Dünya Doğal Kaynaklar Enstitüsü’nün (WRI) 2019 yılında hazırladığı “su riski” yaşayacak ülkeler listesinde en başta Orta Doğu ülkeleri geliyor. Bunlar sırasıyla Katar, İsrail, Lübnan, İran, Ürdün, Libya, Kuveyt ve Suudi Arabistan. Hindistan 1,3 milyar nüfusuyla listede 13. sırada yer alırken, yaşanacak su sorununun ne derece büyük olacağını da gözler önüne seriyor. Hindistan’ı Pakistan ve Türkmenistan izliyor. Kazakistan ve Özbekistan sınırları arasında yer alan Aral gölü geçmişte dünyanın en büyük 4. içme su rezervini oluştururken, yapılan yanlış tarım nedeniyle bugün sadece bir su birikintisi halinde. Özbekistan da yine aynı listede 25. sırada yer alarak gelecekte en çok su sıkıntısı yaşayacak ülkeler arasında görülüyor. Yunanistan listede 26. sırada yer alırken; İspanya 28., Türkiye 32. sırada bulunuyor.

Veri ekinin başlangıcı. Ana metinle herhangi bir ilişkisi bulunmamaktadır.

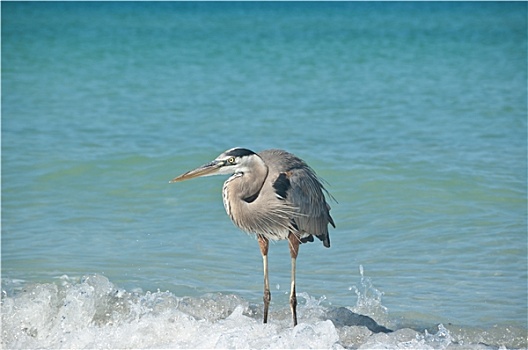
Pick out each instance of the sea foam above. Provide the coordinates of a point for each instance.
(94, 313)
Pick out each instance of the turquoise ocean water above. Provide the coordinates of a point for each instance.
(414, 113)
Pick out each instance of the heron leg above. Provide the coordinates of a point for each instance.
(294, 250)
(264, 244)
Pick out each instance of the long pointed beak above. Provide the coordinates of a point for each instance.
(204, 170)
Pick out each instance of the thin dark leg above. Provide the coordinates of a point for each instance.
(294, 251)
(264, 244)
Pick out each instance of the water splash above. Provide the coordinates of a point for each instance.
(369, 299)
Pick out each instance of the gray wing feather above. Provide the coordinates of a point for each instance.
(305, 192)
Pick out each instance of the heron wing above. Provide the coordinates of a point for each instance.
(298, 184)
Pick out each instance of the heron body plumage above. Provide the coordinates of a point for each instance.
(274, 195)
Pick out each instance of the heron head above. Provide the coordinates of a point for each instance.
(231, 161)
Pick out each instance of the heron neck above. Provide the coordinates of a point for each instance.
(247, 185)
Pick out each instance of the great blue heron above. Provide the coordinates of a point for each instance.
(274, 195)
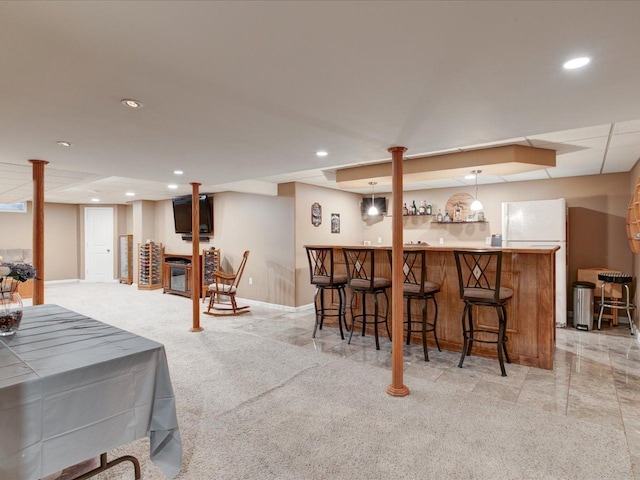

SU GÜVENLİĞİ İÇİN NE GİBİ ÖNLEMLER ALINMALI?

Dünya genelinde suyun yüzde 70’i tarım, yüzde 20’si endüstri alanında kullanılıyor. En çok su kullanım alanının tarım olması, öncelikle tarım konusunda su tasarrufuna gidilmesi gerektiğini gözler önüne seriyor. Yapılan araştırmalar, tarımda damla sulama yöntemine geçilerek su tasarrufu yapılabileceğini gösteriyor. Sulama yöntemlerinin geliştirilmesi, daha az su ile daha fazla gıda elde edilmesi, kaybedilen sulak alanların geri kazanılması ve yanlış tarımın önüne geçilmesi, su güvenliği için alınacak önlemlerin başında geliyor.